LA JOLLA, Calif.— Researchers have invented computational tools to decode and rapidly determine whether natural compounds collected in oceans and forests are new—or if these pharmaceutically promising compounds have already been described and are therefore not patentable.
This University of California, San Diego advance will finally enable scientists to rapidly characterize ring-shaped nonribosomal peptides (NRPs)—a class of natural compounds of intense interest due to their potential to yield or inspire new pharmaceuticals. The study will be published in the July 13 online issue of
Nature Methods.
“These advances will speed the process by which we discover and describe new and biologically active molecules from organisms such as marine cyanobacteria, also known as blue-green algae. This, in turn, will accelerate the timeline for bringing new experimental therapies into clinical application,” said William Gerwick, an author on the paper and a professor with the UC San Diego Scripps Institution of Oceanography Center for Marine Biotechnology and Biomedicine and the UCSD Skaggs School of Pharmacy and Pharmaceutical Sciences.
Nonribosomal peptides (NRPs) often serve as chemical defenses for the bacteria that manufacture them. Starting from penicillin, NRPs have an unparalleled track record in pharmacology: most anti-cancer and anti-microbial agents are natural products or their derivatives. However, it is currently difficult, time-consuming and costly to determine the molecular structure of NRPs which, by definition, are not directly inscribed in the genomes of the organisms that produce them.
“NRPs are one of the last bastions of pharmacologically important biological compounds that remain virtually untouched by computational research. As a result, it is currently one of the most painfully slow processes, it is a real bottleneck that we have now removed,” said Pavel Pevzner, a computer science professor at UC San Diego’s Jacobs School of Engineering and the corresponding author on the Nature Methods paper.

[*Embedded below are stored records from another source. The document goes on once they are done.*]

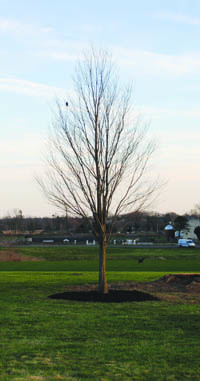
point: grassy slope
(118, 259)
(48, 339)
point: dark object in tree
(99, 154)
(181, 223)
(141, 260)
(197, 232)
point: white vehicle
(186, 243)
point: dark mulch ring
(176, 288)
(113, 296)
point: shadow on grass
(114, 296)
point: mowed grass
(82, 258)
(45, 339)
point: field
(52, 339)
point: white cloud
(178, 18)
(16, 27)
(151, 63)
(21, 86)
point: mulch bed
(175, 288)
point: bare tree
(98, 154)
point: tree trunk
(103, 287)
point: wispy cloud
(16, 27)
(30, 88)
(178, 18)
(152, 63)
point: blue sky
(155, 44)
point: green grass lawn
(45, 339)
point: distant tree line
(132, 223)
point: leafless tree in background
(98, 154)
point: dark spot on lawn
(114, 296)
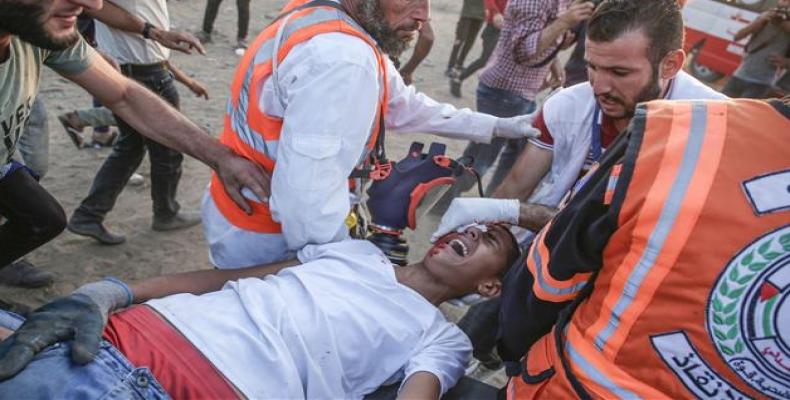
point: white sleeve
(326, 122)
(413, 112)
(445, 353)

Researchers can now separate known compounds from those that are unknown.
“If I collect 1,000 ocean compounds, why waste time with compounds that are already known or patented?” added Nuno Bandeira, co-lead author on the paper, director of UC San Diego’s Center for Computational Mass Spectrometry (CCMS) and a researcher at the UC San Diego division of Calit2, the California Institute of Telecommunications and Information Technology.

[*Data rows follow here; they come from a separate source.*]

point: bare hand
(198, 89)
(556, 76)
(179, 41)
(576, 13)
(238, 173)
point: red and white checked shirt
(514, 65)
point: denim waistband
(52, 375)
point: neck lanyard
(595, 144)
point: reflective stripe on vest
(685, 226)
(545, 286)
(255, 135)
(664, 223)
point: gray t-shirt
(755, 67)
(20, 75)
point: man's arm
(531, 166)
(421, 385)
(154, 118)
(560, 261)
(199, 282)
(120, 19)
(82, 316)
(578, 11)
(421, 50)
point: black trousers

“Our algorithms can tell natural product researchers what their compounds are. Manual annotations should be something of the past,” said Julio Ng, a co-lead author on the
Nature Methods paper and a doctoral student in Bioinformatics at UC San Diego.

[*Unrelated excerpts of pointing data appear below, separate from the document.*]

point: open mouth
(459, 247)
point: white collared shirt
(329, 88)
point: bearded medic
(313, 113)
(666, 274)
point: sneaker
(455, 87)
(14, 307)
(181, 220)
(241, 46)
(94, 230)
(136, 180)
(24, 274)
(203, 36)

Two complementary processes are used to glean insights from data generated from the mass spectrometers that break the cyclic peptides into smaller and smaller linear pieces. First, the authors present new algorithms that computers use to piece these peptide fragments back together in order to determine the chemical structure of a cyclic NRP. This is called “De Novo sequencing of NRPs.” Second, the researchers created “dereplication” tools for moving the other direction: taking the chemical structures of known NRPs and other related information and determining what the data signature would look like if a mass spectrometer had blown the compound part.
By using these two approaches, the researchers have created tools that enable researchers to both characterize the compound they have isolated and check to see if it, or something similar, has been previously described. With dereplication, researchers can leverage known information and are not forced to start from scratch each time a new compound needs to be identified.
“This new study has shown that marine cyanobacteria are incredible sources of new molecules that may have medical value, especially in cancer, infectious diseases and neurological disorders,” said Gerwick.